Still finding myself troubled by a sense of déjà vu after Hare's paper cut-out agitprop pseudo-characters had strutted and fretted their hour upon the stage (for this week - there's another three episodes to come),  I consulted my online diary (i.e. this blog), entered "David Hare" in the search-box, and found myself reading a post I'd written in 2011 (no, I really have been doing this for too long),  entitled "Why is my licence fee funding rubbishy propaganda from David Hare?" The object of my ire back then was Page Eight, a BBC film written and directed by Hare, about how lovely Arabs terrorists are and how badly they're treated by those frightful Israelis and Americans.

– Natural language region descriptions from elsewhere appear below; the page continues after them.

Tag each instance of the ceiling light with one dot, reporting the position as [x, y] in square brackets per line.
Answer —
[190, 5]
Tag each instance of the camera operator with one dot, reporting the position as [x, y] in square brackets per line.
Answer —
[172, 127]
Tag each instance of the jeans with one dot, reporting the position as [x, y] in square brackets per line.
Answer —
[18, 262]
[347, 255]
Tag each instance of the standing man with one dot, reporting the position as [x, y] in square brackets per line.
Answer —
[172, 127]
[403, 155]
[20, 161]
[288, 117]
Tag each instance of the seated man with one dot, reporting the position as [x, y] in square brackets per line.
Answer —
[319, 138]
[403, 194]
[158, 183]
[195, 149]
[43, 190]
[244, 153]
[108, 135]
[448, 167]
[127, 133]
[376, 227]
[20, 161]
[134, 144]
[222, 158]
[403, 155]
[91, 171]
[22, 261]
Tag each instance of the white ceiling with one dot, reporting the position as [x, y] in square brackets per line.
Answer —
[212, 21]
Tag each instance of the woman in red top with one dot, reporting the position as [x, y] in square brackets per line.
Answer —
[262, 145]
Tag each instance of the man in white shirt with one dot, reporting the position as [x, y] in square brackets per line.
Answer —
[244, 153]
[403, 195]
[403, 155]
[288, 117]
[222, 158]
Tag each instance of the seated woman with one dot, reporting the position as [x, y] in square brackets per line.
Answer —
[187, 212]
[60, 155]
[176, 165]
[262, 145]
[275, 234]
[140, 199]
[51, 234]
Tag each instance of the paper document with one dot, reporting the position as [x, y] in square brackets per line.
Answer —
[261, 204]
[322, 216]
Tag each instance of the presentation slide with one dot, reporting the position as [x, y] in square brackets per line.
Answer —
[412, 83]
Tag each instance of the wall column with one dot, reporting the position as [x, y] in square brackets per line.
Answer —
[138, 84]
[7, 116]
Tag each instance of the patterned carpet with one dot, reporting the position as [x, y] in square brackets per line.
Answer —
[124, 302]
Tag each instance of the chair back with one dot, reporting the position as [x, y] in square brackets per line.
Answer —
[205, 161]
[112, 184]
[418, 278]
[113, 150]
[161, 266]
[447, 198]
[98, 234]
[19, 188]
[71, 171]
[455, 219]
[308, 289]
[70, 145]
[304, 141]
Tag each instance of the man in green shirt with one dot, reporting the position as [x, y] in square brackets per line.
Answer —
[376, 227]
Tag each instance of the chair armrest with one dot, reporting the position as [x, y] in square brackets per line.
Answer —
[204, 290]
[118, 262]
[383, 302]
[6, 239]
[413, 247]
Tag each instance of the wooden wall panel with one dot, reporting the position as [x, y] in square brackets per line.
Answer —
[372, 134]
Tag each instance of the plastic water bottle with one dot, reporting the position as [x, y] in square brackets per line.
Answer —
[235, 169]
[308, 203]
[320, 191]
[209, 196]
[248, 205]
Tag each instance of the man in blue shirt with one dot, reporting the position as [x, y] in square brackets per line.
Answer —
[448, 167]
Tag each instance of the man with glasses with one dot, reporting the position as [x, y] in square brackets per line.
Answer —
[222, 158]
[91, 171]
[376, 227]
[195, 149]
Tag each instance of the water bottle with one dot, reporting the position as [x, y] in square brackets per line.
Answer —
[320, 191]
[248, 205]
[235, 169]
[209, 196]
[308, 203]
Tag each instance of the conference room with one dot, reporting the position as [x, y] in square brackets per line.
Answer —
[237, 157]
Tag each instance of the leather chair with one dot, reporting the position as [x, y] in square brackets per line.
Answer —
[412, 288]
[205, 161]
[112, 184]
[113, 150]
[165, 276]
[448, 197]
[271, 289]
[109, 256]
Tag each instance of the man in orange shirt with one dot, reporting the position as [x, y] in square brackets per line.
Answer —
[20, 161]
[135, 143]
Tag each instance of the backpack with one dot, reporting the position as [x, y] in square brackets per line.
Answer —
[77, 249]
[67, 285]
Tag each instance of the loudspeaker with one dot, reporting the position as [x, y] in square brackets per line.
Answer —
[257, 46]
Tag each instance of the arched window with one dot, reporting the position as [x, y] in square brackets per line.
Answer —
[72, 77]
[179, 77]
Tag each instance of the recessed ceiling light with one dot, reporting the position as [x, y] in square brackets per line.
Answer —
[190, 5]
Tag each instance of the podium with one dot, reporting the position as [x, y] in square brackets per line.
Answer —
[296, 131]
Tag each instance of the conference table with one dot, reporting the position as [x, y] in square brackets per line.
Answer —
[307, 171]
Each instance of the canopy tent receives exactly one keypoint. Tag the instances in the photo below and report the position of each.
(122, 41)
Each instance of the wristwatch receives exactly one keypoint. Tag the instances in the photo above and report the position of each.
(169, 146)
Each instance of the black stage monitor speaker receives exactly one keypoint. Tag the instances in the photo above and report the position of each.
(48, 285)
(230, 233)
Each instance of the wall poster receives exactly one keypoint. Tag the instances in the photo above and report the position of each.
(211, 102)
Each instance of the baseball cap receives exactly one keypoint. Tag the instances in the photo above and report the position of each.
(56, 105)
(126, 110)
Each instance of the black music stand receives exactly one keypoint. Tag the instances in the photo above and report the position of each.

Bill Nighy and Michael Gambon played two senior MI5 men who - incongruously - seemed to hold the sort of malignant, pseudo-compassionate, right-on, elitist, one-percent, North London leftie opinions one would normally associate with an ageing Lancing College and Cambridge-educated left-wing playwright married to a French fashion designer and living in Hampstead. Funny that. (The accomplished actress/eye candy and the left-wing moral crusader in Page Eight  - i.e. the equivalents of Carey Mulligan and John Simm in Collateral - were Rachel Weisz and the aforementioned Bill Nighy.)

My wife heard David Hare being interviewed about Collateral on the radio earlier this week. He was asked if he'd done research among London's immigrant community, but he said he didn't need to - he knew all about them. I suspect the real reason he didn't bother doing any research was because he had no interest in portraying reality: his intention all along was simply to create a vehicle for his dreary, establishment political prejudices.

I was going to write more, but I've just this minute read a characteristically feisty James Delingpole review of Collateral in The Spectator - "David Hare is the kind of second-rate artist who flourished under Stalin" - which says it better than I could:
If this tripe is worth watching for any reason at all, it’s for the insights it offers into the unbearable torturedness of being an artsy-fartsy metropolitan liberal type in Brexit Britain. In fact, it should have been called simply Being Sir David Hare, for that’s all it is: a rehearsal of bien-pensant prejudices shoehorned, with all the subtlety of a medieval morality play, into a half-hearted stab at a detective yarn, turd-polished by a decent budget, some nervy, frenetic camerawork, and an all-star cast led by Carey Mulligan.
...How on earth did such a feeble, meandering script attract a cast in the league of Carey Mulligan, John Simm, Nicola Walker, Billie Piper and Ben Miles? Possibly, it was just the Hare cachet. Probably, though, it was because the right-on politics simply blinded them to its flaws. Same goes for the commissioning editors. Same, probably, for everyone who ever made Hare’s career happen. Was he ever really any good, does anyone know? Or is he the dramatic equivalent of the kind of artists who flourished under Stalin: second-raters with only one real talent — the ability to toe the party line.
Yeah - what he said.

2 comments:

  1. You're part of the problem. Ditch the TV and stop paying the TV licence.

    ReplyDelete
    Replies
    1. I live in constant hope, Tomahawk, that one of these days I'm going to discover something wrong with the world that isn't somehow my fucking fault.